Ираклий Квирикадзе: «Я люблю грань реального и нереального»
- №12, декабрь
- Жанна Васильева
Жанна Васильева. Изменилось ли, на ваш взгляд, сегодня понимание профессии сценариста по сравнению с тем временем, когда вы начинали работу как сценарист и как режиссер?
«Пловец». Автор сценария и режиссер Ираклий Квирикадзе |
Ираклий Квирикадзе. Может быть, поменялись темы, а профессия осталась та же. Человек пишет, создает свой художественный мир. Тогда рассказывались одни истории. Сейчас — другие. Я не профессиональный сценарист. Во ВГИКе я учился режиссуре и работал режиссером довольно долго. Просто я рассказчик — в жизни. Меня с детства обуревало огромное количество историй. Эти истории мучают меня, как демоны, бродят в лабиринтах моей памяти. И всем им хочется вырваться наружу. Когда я занимался режиссурой, я сам писал сценарии к своим фильмам. В начале 80-х снял фильм «Пловец», после которого мне крепко дали кирпичом по голове. Госкино запретило мне быть режиссером — специальным приказом. Меня вызвали в грузинское Госкино. Очень милый человек, тогдашний председатель Госкино Грузии, стесняясь, прочел мне приказ о дисквалификации. Для того чтобы жить, чтобы не утонуть после «Пловца», я стал писать для других режиссеров. Иногда даже писал анонимно. Несколько сценариев написал на совершенно незнакомые казахские сюжеты. Честно говоря, я переносил в те казахские фильмы грузинские истории. Это то, чем я вечно занимаюсь. Профессия моего отца — он был актером — требовала постоянных переездов. Благодаря этому у меня без конца появлялись новые соседи, новые друзья, я оказывался в новых городах и выслушивал новые истории. Грузия, особенно в те времена, была страной постоянного хэппенинга.

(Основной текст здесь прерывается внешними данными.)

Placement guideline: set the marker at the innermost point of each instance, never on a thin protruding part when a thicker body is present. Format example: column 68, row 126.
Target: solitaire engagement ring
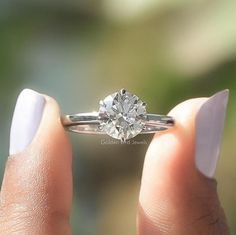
column 121, row 115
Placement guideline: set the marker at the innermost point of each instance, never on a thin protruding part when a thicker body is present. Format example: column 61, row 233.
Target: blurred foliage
column 78, row 51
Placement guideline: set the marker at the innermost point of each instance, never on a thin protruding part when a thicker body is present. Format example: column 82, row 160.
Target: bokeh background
column 165, row 51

Никто не жил особо в достатке, но все жили с чувством радости. Отношение к жизни как к празднику — наше национальное качество. Оно чуть-чуть стушевалось в сегодняшней Грузии. Собственно, грузинский кинематограф 60-70-х годов — одно бесконечное песнопение. Радостное, может быть, даже беззаботное. Так что истории переполняли меня. Я сел и стал графоманить. Писать я всег-да любил. Эти демоны, которые блуждали во мне, стали выплывать: одна история, вторая… Каждому демону хочется, чтобы я рассказал его историю. Я их называю «демонами», потому что они сжирают меня изнутри. Поэтому я безостановочно пишу. Раньше я писал только для себя. Это была замечательная пора. Потом я включился в конвейер заказов, довольно утомительный. Я писал в Америке, в Германии, во Франции. Даже получал какие-то призы за сценарии. Во Франции многим казалось, что мои истории — французские истории. В Германии, что — немецкие. На самом деле я бесконечно трансформирую грузинские истории.
«Пловец». Автор сценария и режиссер Ираклий Квирикадзе |
Ж. Васильева. Режиссер, который ставит фильмы по собственным сценариям, — это одна ситуация. Сценарист, который пишет для других режиссеров, — другая. Как вы относитесь к тому, что образ картины, который сложился у вас, не совпадает с режиссерским видением?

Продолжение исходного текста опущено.